Куртку, ботинки, шапку свою отыскать, и валить отсюда побыстрее, а за бумажкой завтра зайти. Нет, другого попросить, песенника с наглым золотым перстнем на пальцах. Или заслать сюда неумолчного сочинителя афоризмов, производившего, по его словам, до десятка мудрых мыслей ежедневно, без выходных, на другие уже неспособного. С ними старик не забалует. Да, вот спичка, пальто, ботинки, шапка.
Тут дверь открылась. В шубке, с сумочкой, с двумя полными полиэтиленовыми мешками (во втором-то что?) медсестра уходила. Колдобский, дошептывая, допевая, ее провожал.
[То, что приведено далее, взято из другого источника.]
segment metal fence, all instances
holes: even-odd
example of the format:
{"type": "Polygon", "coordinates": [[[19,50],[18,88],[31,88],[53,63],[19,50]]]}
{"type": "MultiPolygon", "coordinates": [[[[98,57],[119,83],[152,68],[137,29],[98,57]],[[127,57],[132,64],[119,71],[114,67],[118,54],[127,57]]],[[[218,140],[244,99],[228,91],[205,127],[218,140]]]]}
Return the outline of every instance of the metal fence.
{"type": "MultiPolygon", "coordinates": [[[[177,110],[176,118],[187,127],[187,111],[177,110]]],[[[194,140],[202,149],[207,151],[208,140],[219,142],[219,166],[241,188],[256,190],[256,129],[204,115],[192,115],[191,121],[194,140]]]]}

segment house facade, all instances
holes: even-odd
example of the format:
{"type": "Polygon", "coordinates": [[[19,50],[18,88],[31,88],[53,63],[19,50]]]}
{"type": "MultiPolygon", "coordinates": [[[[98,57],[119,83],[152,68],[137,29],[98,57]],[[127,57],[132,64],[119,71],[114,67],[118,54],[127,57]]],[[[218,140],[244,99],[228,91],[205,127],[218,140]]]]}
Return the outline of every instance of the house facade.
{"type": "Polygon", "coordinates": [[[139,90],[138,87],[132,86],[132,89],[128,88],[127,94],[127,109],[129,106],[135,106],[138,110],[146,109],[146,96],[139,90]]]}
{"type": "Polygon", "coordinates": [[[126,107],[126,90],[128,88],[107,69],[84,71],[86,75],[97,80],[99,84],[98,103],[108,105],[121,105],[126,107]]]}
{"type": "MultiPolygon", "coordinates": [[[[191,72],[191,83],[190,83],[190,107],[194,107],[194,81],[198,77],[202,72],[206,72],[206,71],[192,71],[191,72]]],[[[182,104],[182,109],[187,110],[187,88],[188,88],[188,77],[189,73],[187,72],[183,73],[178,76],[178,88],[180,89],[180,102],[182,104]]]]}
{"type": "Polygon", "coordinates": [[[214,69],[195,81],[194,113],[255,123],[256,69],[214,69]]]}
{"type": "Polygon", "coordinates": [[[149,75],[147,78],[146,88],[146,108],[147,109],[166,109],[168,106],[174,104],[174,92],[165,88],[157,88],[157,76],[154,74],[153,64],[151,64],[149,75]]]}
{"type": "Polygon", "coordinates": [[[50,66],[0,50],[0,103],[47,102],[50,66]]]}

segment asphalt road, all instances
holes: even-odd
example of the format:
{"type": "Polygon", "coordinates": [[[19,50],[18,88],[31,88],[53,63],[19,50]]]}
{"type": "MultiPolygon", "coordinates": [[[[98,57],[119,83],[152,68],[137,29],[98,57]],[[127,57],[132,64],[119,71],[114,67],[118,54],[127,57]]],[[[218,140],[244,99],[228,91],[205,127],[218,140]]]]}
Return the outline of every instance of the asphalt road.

— А вы куда собрались? Хотите, чтобы все наши таланты с голоду подохли? Вон, у Любочки есть знакомый мясник, разумеется, он в нее влюблен, но у него просто нет мяса, у него ничего нет, кроме чурок и тесаков, у него нет даже своей коровы, чтобы ее зарезать, разделать, разрубить и еще какое- то время доказывать женщине свою любовь. Вероятно, с отчаяния он начнет писать, стихи или прозу.
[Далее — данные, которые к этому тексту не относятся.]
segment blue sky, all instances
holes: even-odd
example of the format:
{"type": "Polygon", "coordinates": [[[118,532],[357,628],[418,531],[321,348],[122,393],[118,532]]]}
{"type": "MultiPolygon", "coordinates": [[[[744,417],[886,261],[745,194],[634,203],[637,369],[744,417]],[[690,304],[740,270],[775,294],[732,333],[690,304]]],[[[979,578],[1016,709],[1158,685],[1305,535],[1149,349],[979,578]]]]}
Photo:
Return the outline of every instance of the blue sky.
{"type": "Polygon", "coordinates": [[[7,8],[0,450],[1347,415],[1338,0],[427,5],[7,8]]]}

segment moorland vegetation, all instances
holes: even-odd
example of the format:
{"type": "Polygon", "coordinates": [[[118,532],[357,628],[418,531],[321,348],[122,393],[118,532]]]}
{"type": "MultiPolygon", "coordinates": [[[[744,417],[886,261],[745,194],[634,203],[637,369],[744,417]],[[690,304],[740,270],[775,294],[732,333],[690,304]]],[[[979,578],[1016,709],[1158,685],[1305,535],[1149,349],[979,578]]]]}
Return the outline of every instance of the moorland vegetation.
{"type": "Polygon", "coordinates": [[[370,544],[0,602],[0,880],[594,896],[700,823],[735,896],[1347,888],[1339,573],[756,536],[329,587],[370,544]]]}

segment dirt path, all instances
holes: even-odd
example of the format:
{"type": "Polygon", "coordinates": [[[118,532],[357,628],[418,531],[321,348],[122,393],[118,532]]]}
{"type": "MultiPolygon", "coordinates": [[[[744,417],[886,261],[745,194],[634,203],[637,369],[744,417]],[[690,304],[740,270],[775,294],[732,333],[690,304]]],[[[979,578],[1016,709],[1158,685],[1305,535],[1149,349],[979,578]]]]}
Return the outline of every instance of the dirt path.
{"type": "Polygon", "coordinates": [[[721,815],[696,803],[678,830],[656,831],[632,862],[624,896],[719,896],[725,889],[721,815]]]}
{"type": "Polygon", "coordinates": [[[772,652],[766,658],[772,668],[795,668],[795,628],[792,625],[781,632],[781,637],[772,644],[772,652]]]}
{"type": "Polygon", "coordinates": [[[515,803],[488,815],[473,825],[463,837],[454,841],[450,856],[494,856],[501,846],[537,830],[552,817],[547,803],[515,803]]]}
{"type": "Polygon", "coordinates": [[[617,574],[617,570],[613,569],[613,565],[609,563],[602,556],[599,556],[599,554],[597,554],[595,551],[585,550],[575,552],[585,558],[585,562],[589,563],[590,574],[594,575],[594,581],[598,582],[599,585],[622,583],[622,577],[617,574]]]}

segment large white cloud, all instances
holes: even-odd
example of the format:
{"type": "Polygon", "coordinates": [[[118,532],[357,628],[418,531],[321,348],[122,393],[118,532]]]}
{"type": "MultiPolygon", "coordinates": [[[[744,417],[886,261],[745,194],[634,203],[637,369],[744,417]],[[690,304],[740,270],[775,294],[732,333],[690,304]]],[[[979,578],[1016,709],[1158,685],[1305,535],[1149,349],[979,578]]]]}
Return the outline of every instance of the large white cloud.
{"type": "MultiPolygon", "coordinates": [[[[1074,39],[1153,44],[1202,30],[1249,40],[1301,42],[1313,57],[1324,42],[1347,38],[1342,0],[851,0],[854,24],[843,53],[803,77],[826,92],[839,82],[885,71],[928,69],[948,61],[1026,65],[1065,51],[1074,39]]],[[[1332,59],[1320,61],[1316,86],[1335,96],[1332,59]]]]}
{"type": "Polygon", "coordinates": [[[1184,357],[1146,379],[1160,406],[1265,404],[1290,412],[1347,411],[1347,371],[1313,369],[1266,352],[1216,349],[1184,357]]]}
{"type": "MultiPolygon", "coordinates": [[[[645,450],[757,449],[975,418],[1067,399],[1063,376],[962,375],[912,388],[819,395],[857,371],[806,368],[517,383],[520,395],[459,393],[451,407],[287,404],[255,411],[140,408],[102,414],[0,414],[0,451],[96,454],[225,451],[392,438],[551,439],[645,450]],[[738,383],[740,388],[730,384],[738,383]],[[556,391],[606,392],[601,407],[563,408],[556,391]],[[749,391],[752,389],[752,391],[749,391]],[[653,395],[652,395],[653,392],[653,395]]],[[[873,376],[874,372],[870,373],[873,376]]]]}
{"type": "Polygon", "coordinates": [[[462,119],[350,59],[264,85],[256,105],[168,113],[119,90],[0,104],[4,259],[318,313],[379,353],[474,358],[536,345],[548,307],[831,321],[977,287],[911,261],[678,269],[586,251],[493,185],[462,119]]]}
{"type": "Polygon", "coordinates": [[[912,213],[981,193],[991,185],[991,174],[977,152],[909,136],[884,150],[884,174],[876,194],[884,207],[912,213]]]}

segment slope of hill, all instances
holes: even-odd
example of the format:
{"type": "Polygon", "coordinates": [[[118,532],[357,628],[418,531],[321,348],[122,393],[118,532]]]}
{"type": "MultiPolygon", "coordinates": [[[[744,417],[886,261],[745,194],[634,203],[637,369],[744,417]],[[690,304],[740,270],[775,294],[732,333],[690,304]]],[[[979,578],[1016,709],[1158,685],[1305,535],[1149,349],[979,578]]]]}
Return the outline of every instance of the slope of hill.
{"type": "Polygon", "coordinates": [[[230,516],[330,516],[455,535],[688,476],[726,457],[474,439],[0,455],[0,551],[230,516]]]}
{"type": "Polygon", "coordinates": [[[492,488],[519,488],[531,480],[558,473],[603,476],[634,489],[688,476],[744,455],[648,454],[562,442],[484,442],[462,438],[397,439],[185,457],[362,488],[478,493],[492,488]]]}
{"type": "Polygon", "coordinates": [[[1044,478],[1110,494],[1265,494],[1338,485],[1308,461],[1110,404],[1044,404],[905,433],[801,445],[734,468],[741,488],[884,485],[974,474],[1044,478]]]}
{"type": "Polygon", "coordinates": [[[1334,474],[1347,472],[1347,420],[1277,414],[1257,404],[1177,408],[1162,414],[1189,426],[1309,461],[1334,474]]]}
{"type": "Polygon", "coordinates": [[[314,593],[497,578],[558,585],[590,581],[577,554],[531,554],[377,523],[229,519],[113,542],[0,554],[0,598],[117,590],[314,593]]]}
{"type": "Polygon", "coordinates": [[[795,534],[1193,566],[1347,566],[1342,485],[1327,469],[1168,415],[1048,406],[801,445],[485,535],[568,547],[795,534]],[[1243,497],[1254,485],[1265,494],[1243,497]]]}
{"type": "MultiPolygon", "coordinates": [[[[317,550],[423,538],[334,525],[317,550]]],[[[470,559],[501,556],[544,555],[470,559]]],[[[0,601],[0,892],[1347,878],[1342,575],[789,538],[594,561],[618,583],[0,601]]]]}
Свет на лестнице не горел.
— Я одна не пойду, — заявила женщина.
— Сладость не позволит солгать, позавчера я ввинтил сравнительно новую лампочку, если не я, то кто же ее ввинтит. И дело не в деньгах, у меня хорошие авторские, “Летучую мышь” с моим либретто по- прежнему любит народ, я могу себе позволить покупать новую лампочку через день, ну, накануне наших с Любочкой уколов, но их просто нет в продаже, их нет даже у мясника. Лампочки есть у одного закомого режиссера в Ломоносове, но если я туда поеду в таком состоянии, мне станет хуже, уколы придется делать дважды в день, и сколько же надо лампочек… Будьте так добры, раз вы все равно одеты, проводите наше очарование до низу. Минуту! — он исчез и вскоре вернулся с довольно тяжелым холодным предметом. — Возьмите на всякий случай, береженых, знаете, Бог бережет.
Любочка, с пациентом не попрощавшись, крепко взяла меня под руку, и с загадочным амулетом (килограммов на пять он тянул, не меньше, я по картошке знал), мы пустились вниз. То было довольно долгое путешествие: в потемках, с пятого этажа, с осторожным нащупыванием ступенек, концов и начал пролетов, потревоженными мусорными бачками, вспуганными кошками, с легким женским ужасом, без остатка глушимым той же легкости смехом, с сигнальным взвизгом, после которого она тесно прижималась ко мне, с грациозным ее матом — лучшим способом отвадить лестничных бесов. По мере приближения к цели, уже изучив законы движения, мы шли все увереннее и все неспешнее, мы почти слиплись с медсестрой.
Уходя в снег, она поцеловала меня, с горячим языком, легонько укусив. Думаю, по инстинктивному долгу вернуть в этот мир какой-то свет, свою, что ли, лампочку в коммунальное небо ввинтить на место свежеукраденной.
Топая наверх, я отгадывал увесистый предмет, который все тащил, словно армянскую- какую еще- загадку. Снизу- плоское, в середине- выпуклое, с выступами и впадинками, сверху- небольшое, кругленькое, в зазубринах. Этажу к четвертому почти понял, что это, не знал только, кто это, чье чугунное полутельце держу в руках.
— Спасибо, коллега, все женщины трусихи, полненькие блондинки в особенности, — Колдобский забирал у меня свой амулет.
То был чугунный бюстик Максима Горького. Ну да, складывались по два рубля, потом на собрании торжественно вручали подарок юбиляру. Кто- то из вечных скептиков тогда еще усомнился, зачем это старику, да еще на семидесятипятилетие, что за шуточки в самом деле, выброшенные ведь деньги, надо было ему что- нибудь из предметов первой необходимости купить.
На столе, рядом с чайником без Солохи покоились два экземпляра нашего заявления.
На всякий случай я внимательно прочитал текст, нет ли там какого- нибудь канканчика, не зарифмованы ли адрес гастронома и наша просьба о сотрудничестве, не очутились ли, скажем, в низу листка цифры 1938 или 1948, в качестве даты. Нет, странно, вдруг все верно, 1988. И заветная печать.
Старик лежал на кровати. Вероятно, спал с открытыми глазами, зеркалами души.
— Куда вы теперь пойдете, оставайтесь, напишем новую оперетту.., — сказал он, когда я уже подбегал к метро.